VA to adopt outside security solutions
The Veterans Affairs Department's largest security project to date will rely heavily on solutions developed by other agencies
The Veterans Affairs Department's largest security project to date will rely heavily on solutions developed by other agencies to take advantage of common government needs.
VA's Authentication and Authorization Infrastructure Project includes a departmentwide roll out of smart cards for physical and computer access. Officials have decided to use the Common Access Card (CAC), an established solution at the Defense Department, said Bruce Brody, VA's associate deputy assistant secretary for cyber and information security.

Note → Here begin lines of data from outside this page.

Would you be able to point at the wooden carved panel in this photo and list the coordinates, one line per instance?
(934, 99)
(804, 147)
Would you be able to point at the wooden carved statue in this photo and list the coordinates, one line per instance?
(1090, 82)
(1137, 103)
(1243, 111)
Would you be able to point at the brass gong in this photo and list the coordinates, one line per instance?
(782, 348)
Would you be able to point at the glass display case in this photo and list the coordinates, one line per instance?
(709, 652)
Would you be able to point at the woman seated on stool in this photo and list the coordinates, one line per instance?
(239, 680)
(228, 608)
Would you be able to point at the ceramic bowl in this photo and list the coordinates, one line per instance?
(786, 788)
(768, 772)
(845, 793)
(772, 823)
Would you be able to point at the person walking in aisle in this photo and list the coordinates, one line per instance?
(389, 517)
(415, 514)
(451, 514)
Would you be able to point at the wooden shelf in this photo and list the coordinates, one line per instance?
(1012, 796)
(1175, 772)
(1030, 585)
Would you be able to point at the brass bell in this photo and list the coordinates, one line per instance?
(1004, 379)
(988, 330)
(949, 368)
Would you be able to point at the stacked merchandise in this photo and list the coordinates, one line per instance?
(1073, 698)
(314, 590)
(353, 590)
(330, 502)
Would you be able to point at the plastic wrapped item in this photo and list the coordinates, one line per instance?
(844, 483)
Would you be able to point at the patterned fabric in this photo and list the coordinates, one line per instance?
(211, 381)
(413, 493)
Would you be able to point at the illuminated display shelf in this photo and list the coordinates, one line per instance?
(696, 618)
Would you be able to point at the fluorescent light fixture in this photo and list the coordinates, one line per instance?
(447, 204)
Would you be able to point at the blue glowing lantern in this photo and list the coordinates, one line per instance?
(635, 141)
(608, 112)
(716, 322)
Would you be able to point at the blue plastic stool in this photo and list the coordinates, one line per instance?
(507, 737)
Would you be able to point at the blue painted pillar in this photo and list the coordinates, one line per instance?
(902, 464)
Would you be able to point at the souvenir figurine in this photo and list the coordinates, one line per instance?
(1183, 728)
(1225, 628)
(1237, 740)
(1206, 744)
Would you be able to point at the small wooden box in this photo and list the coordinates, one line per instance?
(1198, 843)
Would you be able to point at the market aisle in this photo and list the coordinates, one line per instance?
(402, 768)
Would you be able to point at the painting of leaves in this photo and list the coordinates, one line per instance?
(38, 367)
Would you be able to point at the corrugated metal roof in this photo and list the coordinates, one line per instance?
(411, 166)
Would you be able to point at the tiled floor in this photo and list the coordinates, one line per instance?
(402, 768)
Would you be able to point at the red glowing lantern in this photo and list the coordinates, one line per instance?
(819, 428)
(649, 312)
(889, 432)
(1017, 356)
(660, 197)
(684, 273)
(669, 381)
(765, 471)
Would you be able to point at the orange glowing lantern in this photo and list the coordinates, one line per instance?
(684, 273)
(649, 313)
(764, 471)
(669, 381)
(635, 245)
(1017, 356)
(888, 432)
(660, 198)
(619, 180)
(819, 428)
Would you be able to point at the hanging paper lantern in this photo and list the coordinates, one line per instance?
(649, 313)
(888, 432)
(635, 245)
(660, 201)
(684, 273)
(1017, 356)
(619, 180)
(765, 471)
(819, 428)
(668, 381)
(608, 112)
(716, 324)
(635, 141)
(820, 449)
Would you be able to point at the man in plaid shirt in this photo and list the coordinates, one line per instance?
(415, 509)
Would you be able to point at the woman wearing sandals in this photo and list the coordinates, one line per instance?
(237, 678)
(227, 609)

He was speaking today at an information security symposium sponsored by Unisys Corp.
VA has planned to provide employees and contractors with smart cards for physical and computer access. Over the next two and a half years, the department plans to issue more than 400,000 smart cards, and by using the Defense contract, VA will pay only $8 per card instead of hundreds, Brody said.
For the public key infrastructure solution, which will assure the authentication of users, VA plans to use whatever contracts the General Services Administration puts in place through its e-Authentication initiative, the only one under the Bush Administration's E-Government Strategy that affects all federal agencies.
The e-Authentication project focuses on solutions for many types of authentication needs. Using such solutions as they come into being over the next year will make more long-term sense than any public-key solution the department could develop on its own, Brody said.